I sort of agree from a UX standpoint, though I'm not sure what the alternative is, and it can only be made so simple, at some point. (Maybe an education campaign on password managers, and strong recommendation of a few good ones... that's what I've been trying to do. Plus, there are other benefits, as I keep other useful info in that that it's handy to have with me.)

But, a lot of these insecure systems are designed as such as lazy ways to 'optimize' the workload for the companies. Getting your account unlocked, if you've lost your password, etc. should take a bit of work to resolve, not a simple 'security question.'

Sickens me when I consult other companies data management and see that their databases are plain text, except for the password. Truly feel sick to my stomach.

And, then there's Equifax who was even using 'admin' and 'admin' defaults on some of their systems.

 

[fairuz]

Sickens me when I consult other companies data management and see that their databases are plain text, except for the password. Truly feel sick to my stomach.

At a minimum, encrypt everything except the UUID or suffer the consequences.
You will have a data breach.

There's a lot of recent work on fully encrypted databases, even a PostgreSQL modification called CryptDB*. Hopefully those people will start at least using that. Better yet, hand them a SaaS database that's encrypted on Amazon/whoever's end.

* still not 100% safe if you care about attackers knowing the ordering of your data
[doublepost=1505836571][/doublepost]

Completely agree. Argued wholeheartedly against it for a company and yet they went ahead with security questions.
1) What is your home town?
Let me guess, how about here in metropolis.
2) What high school did you graduate from?
Ummm, only two or three nearby, pretty much anyone can guess these and bypass your 'security'.

Sarah Palin's Yahoo! account was compromised this way in 2008 by a regular guy, no hacking necessary. It sucks, worst form of security ever.

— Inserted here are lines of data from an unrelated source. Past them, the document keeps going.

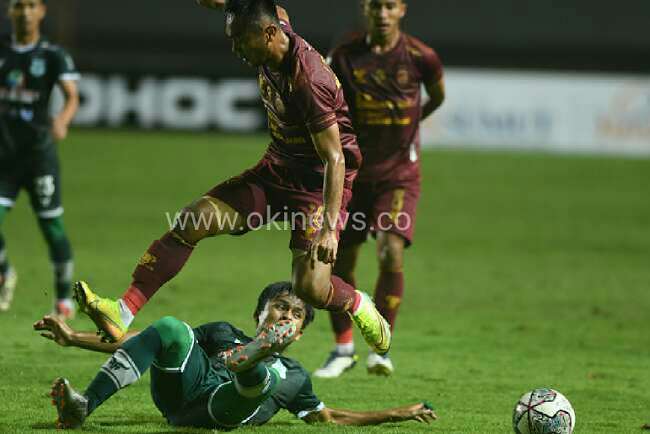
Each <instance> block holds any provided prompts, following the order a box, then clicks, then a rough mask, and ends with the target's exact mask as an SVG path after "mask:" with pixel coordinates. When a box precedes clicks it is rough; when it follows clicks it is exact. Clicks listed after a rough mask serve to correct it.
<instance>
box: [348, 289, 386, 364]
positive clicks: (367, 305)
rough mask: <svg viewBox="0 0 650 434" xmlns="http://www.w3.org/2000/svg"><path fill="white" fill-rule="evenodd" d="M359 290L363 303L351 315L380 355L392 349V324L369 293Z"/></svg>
mask: <svg viewBox="0 0 650 434" xmlns="http://www.w3.org/2000/svg"><path fill="white" fill-rule="evenodd" d="M357 292H358V293H359V294H360V295H361V303H360V304H359V307H358V308H357V310H356V311H355V312H354V314H350V316H351V317H352V320H353V321H354V323H355V324H356V325H357V327H359V330H360V331H361V335H362V336H363V338H364V339H365V340H366V343H367V344H368V345H369V346H370V348H371V349H372V350H373V351H374V352H375V353H377V354H379V355H383V354H386V353H387V352H388V350H389V349H390V341H391V333H390V324H389V323H388V321H386V320H385V319H384V317H383V316H381V314H380V313H379V311H378V310H377V308H376V307H375V303H373V301H372V299H371V298H370V296H369V295H368V294H366V293H365V292H361V291H357Z"/></svg>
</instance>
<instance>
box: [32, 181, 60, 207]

Even iCloud used to allow recovery purely with security questions! And they claimed our data was end-to-end encrypted, so I wonder how I didn't lose my data when I did that. Like, what, did my security questions also form a private key for a backup of my data?

 

[960design]

* still not 100% safe if you care about attackers knowing the ordering of your data

I keep the UUID so I can decrypt databases I create if needed; total loss recovery for example. The UUIDs are non sequential, order cannot be gleaned.

Still a huge time killer, just to decrypt a single row, if source key was lost. Sure, bad guys could do the same to generate the source key, with enough time. Nothing is 100% defensible, the goal is the make the door stronger to allow us the time to hear the knocking and mitigate an incursion with nonsensical data, ect.